Terahertz Transmission Limiters Using Randomly Oriented Carbon Nanotubes Network Near Percolation Threshold

Abstract

We demonstrated a dramatic reduction in the sub-terahertz (sub-THz) transmittance and enhancement in the conductance of the carbon nanotube (CNT) mats at high radiation intensities near the percolation threshold, i.e. at the CNT concentrations where the mat conductivity as a function of the CNT concentration sharply increases. The CNT mat conductivity near the percolation point is determined by the electron (or hole for p-type CNTs) tunneling between the adjacent nanotubes. The symmetry of CNT contacts is broken by the differences in the positions and the sizes and types of the contacting CNTs enabling the rectification of the THz or sub-THz radiation impinging on the CNT mats.

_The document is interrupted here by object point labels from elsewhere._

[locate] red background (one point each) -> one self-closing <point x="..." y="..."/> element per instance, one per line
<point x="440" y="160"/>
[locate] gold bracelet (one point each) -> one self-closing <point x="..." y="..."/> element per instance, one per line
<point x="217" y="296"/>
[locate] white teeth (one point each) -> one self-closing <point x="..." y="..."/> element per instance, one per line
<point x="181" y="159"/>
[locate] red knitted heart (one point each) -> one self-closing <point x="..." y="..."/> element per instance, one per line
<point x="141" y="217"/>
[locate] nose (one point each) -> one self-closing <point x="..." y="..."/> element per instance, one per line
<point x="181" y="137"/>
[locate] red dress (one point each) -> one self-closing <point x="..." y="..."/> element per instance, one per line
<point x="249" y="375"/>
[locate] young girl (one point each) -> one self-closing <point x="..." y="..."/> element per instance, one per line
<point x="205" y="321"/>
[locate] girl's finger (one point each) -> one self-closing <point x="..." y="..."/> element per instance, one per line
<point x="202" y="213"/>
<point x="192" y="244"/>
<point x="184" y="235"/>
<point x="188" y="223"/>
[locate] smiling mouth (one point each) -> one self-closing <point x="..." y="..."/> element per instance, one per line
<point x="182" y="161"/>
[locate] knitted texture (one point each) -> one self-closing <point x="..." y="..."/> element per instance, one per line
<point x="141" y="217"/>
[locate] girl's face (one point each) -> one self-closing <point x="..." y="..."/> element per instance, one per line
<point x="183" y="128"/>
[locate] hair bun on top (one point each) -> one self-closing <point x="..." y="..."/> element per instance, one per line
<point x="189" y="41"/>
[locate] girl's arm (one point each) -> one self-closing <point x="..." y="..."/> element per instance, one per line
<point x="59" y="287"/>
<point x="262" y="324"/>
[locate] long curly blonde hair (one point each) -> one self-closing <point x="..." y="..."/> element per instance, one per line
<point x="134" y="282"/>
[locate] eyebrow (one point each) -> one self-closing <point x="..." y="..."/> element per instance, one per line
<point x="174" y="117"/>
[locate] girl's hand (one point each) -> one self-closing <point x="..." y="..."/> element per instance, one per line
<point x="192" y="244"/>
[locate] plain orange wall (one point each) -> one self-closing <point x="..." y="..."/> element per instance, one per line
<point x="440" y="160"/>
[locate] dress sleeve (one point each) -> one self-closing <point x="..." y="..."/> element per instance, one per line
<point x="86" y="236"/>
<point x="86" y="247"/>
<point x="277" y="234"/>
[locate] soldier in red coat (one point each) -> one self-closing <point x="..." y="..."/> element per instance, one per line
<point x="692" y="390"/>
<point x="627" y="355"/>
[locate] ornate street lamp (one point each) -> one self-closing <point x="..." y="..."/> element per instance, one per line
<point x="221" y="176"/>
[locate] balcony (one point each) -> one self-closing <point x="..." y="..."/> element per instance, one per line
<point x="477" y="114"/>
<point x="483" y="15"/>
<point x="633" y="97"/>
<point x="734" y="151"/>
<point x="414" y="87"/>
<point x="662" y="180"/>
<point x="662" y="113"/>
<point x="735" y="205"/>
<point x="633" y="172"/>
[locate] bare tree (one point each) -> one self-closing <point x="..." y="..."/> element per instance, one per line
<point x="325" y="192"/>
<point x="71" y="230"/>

As the consequence of such rectification, the tunneling barrier shape changes to a more triangular share enhance the CNT mat AC conductivity and decrease transmission. One application of this effect is films preventing damage to sensitive THz and sub-THz detectors (such as Schottky diodes or TeraFETs) by limiting the maximum power impinging on the detectors. Since the shape of the tunneling barriers is strongly affected by ambience and/or substrate monitoring limiting CNT transmission near the percolation point transmission as function of intensity, temperature, and frequency could be used for humidity, temperature, gas exposure, strain, and multiple sensors of external stimuli. The nanoscale of CNT contacts and gaps enables high speed THz responses.